With regard to “the singularity,” do you believe humans will ever create a machine that is as or more intelligent than a human?

I do not. There are people who believe it, and they are smart people. They would say we will reach a point where a machine can learn everything faster than a human. At that point, it’s game over for humans. Everything that comes out, a machine will learn it faster. To some degree people overestimate what AI capable of. It’s simple really. Let’s study data about the past, let’s look for patterns in it, and let’s project those into the future. That’s what it does, and it does this fantastically well.

If you draw a line from the abacus to the calculator to the iPhone and then you keep drawing, I don’t believe you eventually get to a human being. So no, I’m not a singularian. That all begins with the assumption that nothing is going on in your brain other than computation.

What did you personally gain from the experience of writing this book?

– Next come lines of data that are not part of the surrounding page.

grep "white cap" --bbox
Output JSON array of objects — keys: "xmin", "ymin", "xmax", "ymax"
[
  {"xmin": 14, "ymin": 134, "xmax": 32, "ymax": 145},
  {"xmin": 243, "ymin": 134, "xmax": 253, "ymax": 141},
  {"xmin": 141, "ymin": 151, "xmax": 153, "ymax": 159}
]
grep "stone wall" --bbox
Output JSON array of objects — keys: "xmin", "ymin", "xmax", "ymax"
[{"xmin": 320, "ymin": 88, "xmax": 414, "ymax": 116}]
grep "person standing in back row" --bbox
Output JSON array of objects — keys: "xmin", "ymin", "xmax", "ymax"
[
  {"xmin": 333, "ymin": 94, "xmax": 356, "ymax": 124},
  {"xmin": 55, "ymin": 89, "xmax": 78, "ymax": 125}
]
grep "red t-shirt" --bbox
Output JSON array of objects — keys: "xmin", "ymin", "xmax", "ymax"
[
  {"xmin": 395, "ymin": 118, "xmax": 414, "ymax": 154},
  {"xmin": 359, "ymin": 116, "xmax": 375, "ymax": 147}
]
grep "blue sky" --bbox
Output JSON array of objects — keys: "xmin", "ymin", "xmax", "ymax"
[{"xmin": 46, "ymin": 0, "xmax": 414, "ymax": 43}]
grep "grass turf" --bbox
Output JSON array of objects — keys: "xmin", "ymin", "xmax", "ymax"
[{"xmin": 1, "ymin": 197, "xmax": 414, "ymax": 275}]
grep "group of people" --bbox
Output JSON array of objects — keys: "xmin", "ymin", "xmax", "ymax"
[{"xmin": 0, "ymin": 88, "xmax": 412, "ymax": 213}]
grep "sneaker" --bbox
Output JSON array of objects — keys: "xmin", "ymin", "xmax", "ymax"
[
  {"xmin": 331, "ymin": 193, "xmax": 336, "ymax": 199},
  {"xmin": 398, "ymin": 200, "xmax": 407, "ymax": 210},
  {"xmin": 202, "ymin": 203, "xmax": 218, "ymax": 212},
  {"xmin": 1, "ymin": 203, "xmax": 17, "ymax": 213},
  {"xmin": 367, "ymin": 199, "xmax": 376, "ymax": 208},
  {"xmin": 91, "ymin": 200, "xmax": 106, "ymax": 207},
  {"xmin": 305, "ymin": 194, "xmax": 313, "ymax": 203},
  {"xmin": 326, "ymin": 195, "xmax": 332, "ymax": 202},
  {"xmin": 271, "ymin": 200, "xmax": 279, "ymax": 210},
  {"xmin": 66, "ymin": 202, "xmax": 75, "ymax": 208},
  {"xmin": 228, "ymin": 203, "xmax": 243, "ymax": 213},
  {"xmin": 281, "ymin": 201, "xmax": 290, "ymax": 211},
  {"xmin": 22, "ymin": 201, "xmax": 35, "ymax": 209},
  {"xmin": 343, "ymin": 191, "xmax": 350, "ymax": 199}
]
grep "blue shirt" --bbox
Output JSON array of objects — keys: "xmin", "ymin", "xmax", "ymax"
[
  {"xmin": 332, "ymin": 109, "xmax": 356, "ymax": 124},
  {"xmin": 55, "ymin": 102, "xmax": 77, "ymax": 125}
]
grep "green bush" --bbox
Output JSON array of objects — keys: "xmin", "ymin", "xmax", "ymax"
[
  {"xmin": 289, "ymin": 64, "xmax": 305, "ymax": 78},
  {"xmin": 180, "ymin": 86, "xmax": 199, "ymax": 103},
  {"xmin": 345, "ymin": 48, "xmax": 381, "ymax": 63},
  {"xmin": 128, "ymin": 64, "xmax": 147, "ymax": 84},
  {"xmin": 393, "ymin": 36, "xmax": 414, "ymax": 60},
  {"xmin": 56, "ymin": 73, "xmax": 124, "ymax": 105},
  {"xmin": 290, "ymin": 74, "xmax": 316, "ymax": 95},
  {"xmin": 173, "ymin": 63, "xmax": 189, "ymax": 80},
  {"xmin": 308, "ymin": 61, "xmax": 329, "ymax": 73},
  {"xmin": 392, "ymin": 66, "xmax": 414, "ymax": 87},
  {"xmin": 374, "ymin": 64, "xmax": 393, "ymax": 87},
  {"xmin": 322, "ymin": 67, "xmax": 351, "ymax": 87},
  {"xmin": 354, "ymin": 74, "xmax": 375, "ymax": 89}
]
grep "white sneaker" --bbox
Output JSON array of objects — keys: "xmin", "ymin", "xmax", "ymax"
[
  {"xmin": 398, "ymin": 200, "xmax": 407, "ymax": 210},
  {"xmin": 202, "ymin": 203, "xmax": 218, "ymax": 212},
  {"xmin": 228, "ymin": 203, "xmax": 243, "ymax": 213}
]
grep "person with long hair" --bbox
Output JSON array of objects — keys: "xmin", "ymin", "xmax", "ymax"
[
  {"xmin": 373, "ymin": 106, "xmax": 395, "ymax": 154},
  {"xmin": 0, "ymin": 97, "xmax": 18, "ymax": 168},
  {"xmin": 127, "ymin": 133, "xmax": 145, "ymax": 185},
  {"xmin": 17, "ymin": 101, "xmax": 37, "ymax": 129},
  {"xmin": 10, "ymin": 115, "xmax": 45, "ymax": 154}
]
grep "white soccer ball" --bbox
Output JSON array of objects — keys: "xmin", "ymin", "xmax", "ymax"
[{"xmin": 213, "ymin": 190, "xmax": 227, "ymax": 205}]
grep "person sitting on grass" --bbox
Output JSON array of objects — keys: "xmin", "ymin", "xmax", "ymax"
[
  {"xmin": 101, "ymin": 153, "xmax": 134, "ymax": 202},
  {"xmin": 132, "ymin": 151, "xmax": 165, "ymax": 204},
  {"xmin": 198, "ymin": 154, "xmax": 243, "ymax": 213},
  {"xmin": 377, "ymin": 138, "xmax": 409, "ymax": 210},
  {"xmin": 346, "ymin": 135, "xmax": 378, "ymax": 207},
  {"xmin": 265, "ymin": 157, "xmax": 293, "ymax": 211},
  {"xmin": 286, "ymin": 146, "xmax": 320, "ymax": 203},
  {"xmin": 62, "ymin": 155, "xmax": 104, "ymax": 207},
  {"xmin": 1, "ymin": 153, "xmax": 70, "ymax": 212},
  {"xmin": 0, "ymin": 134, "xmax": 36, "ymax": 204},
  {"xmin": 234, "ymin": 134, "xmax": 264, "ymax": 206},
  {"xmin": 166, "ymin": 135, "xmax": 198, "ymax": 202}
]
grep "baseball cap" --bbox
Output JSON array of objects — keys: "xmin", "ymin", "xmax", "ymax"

I wrote a book that never tells what I believe. It really tries to look at all these positions and understand the pros and cons of each. The book is my own journey. I wrote it because I was thinking: ‘Should I be worried about this? What is going to happen with jobs? What should my kids study to make sure they’re relevant?’ These are the great questions of our time. I came to my conclusions as I got near the end of writing the book and I didn’t think it was important to include them because it doesn’t really matter whether I think I’m a machine. What matters is: Does the reader think they’re a machine?